Not sure if this is an issue, however, the JVM debug options will list only TLSv1.2 and TLSv1.3 for both the Java and Scala versions in all the following scenarios:

• Static-like execution via Scala Object type
• Enabling in the main method in Java
• Static block execution in Java

Providing them as system properties to the JVM does work as expected, and we'll be using this option going forward.

Thank you for the support!

LdapTestScala.txt LdapTestScala.log LdapTestJava.txt LdapTestJava.log

[mircea-cm]

Hi @GeluOltean We had the same problem, and by using your approach it works.
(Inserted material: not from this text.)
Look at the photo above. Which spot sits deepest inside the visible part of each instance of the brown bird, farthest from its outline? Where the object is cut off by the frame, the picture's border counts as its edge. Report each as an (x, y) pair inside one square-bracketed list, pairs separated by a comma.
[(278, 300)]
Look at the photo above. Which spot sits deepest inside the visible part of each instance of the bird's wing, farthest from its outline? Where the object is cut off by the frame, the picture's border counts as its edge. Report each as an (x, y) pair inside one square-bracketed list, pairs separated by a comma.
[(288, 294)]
private void addTLS1Protocols() { String[] missingCiphers = new String[]{ "TLS_ECDHE_RSA_WITH_AES_128_GCM_SHA256", "TLS_ECDHE_RSA_WITH_AES_128_CBC_SHA", "TLS_ECDHE_RSA_WITH_AES_128_GCM_SHA256", "TLS_ECDHE_RSA_WITH_AES_128_GCM_SHA256", "TLS_ECDHE_ECDSA_WITH_AES_256_CBC_SHA", "TLS_ECDHE_ECDSA_WITH_AES_256_CBC_SHA384", "TLS_ECDHE_ECDSA_WITH_AES_128_CBC_SHA", "TLS_ECDHE_RSA_WITH_AES_256_CBC_SHA", "TLS_ECDHE_RSA_WITH_AES_256_CBC_SHA384", "TLS_ECDHE_RSA_WITH_AES_128_CBC_SHA256", "TLS_DHE_DSS_WITH_AES_256_GCM_SHA384", "TLS_DHE_RSA_WITH_AES_256_GCM_SHA384", "TLS_DHE_DSS_WITH_AES_128_GCM_SHA256", "TLS_DHE_DSS_WITH_AES_256_CBC_SHA", "TLS_DHE_RSA_WITH_AES_256_CBC_SHA", "TLS_DHE_DSS_WITH_AES_128_CBC_SHA", "TLS_DHE_RSA_WITH_AES_128_CBC_SHA", "TLS_RSA_WITH_AES_256_GCM_SHA384", "TLS_RSA_WITH_AES_128_GCM_SHA256", "TLS_RSA_WITH_AES_256_CBC_SHA256", "TLS_RSA_WITH_AES_256_CBC_SHA", "TLS_RSA_WITH_AES_128_CBC_SHA256", "TLS_RSA_WITH_AES_128_CBC_SHA" }; Set ciphers = new HashSet(); ciphers.addAll(SSLUtil.getEnabledSSLCipherSuites()); ciphers.addAll(Arrays.asList(missingCiphers)); SSLUtil.setEnabledSSLCipherSuites(ciphers); SSLUtil.setEnabledSSLProtocols(Arrays.asList(SSLUtil.SSL_PROTOCOL_SSL_3, SSLUtil.SSL_PROTOCOL_TLS_1, SSLUtil.SSL_PROTOCOL_TLS_1_1, SSLUtil.SSL_PROTOCOL_TLS_1_2, SSLUtil.SSL_PROTOCOL_TLS_1_3)); }

and then addTLS1Protocols(); SSLUtil sslUtil = new SSLUtil(new TrustAllTrustManager()); SSLSocketFactory socketFactory = sslUtil.createSSLSocketFactory(SSLUtil.SSL_PROTOCOL_TLS_1_1); template = new LDAPConnection(socketFactory, this.serverAddress, this.serverPort);

It worked out of the box, without the need to enable them via system properties.

EDIT: code markup doesn't seem to work

[GeluOltean]

This might be something related to how the .jar files are generated by SBT. Anyway, since Mircea mentioned the Java approach works well, and on our side the system property resolves the problem, I think the issue can be closed. Thank you for the support, Neil!